Um cântico de louvor.
¹Cantem ao Senhor um cântico novo,
Porque Ele tem feito maravilhas;
A Sua mão direita e o Seu santo braço Lhe alcançaram a vitória.
²O Senhor tornou conhecida a Sua salvação;
Manifestou abertamente a Sua justiça
Aos olhos das nações.
³Ele Se lembrou da Sua misericórdia
E da Sua verdade para com a casa de Israel;
Todos os confins da terra
Viram a salvação do nosso Deus.
⁴Celebrem com júbilo ao Senhor, toda a terra;
Deem brados de alegria, exultai
E cantem louvores.
⁵Cantem louvores ao Senhor com a harpa;
Com a harpa e com a voz de um salmo.
⁶Com trombetas e ao som da corneta,
Celebrem com júbilo diante do Senhor, o Rei.

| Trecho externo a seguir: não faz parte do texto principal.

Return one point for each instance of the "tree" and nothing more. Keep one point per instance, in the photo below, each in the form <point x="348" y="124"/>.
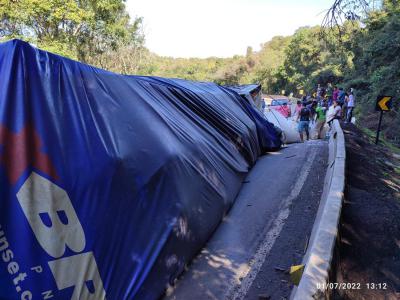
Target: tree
<point x="79" y="29"/>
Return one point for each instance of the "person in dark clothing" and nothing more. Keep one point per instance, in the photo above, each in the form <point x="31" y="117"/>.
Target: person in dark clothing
<point x="304" y="121"/>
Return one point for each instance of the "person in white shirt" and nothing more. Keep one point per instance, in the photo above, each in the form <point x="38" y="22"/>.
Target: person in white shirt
<point x="350" y="107"/>
<point x="334" y="112"/>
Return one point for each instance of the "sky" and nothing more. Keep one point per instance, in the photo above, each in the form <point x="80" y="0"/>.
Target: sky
<point x="222" y="28"/>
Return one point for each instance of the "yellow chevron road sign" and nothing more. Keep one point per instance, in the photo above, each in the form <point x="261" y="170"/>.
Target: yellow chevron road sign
<point x="383" y="103"/>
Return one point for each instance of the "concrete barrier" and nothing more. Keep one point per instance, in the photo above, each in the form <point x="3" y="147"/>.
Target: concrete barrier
<point x="315" y="281"/>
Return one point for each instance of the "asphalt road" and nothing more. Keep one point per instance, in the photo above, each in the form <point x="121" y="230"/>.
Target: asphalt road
<point x="265" y="232"/>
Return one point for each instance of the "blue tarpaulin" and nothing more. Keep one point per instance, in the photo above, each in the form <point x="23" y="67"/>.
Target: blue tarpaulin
<point x="110" y="184"/>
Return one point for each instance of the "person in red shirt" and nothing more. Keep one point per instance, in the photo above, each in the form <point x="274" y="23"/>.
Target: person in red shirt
<point x="284" y="110"/>
<point x="335" y="93"/>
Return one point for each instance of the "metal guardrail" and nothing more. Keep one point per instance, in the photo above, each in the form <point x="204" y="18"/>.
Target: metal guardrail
<point x="314" y="283"/>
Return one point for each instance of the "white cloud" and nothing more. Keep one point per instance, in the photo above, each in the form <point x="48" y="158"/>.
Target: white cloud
<point x="220" y="27"/>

⁷Ruja o mar e a sua plenitude;
O mundo e os que nele habitam.
⁸Batam palmas os rios;
Alegrem-se juntamente os montes
⁹Diante do Senhor,
Porque Ele vem julgar a terra;
Com justiça julgará o mundo
E os povos com equidade.
O nonagésimo oitavo Salmo do Livro dos Salmos (designado Salmo noventa e sete na Septuaginta e na Vulgata Latina) é um hino de exaltação régia e jubilação cosmológica ("Cantate Domino"), composto por nove versículos no Texto Masorético. Integrante do grupo dos Salmos Reais que aclamam o Altíssimo como o Rei soberano de toda a criação, o poema destaca-se pelo apelo inicial ao canto de um "novo cântico" (shir chadash), expressão que a tradição rabínica e o Midrash Tanchuma interpretam sob uma perspectiva eclesiológica e escatológica, apontando para o cântico definitivo que será entoado após a redenção final. Sob a perspectiva da engenharia literária veterotestamentária, a perícope convoca não apenas Israel, mas toda a Terra e os elementos da natureza — o mar, os rios e os montes — para celebrarem a vitória e a salvação reveladas aos olhos das nações.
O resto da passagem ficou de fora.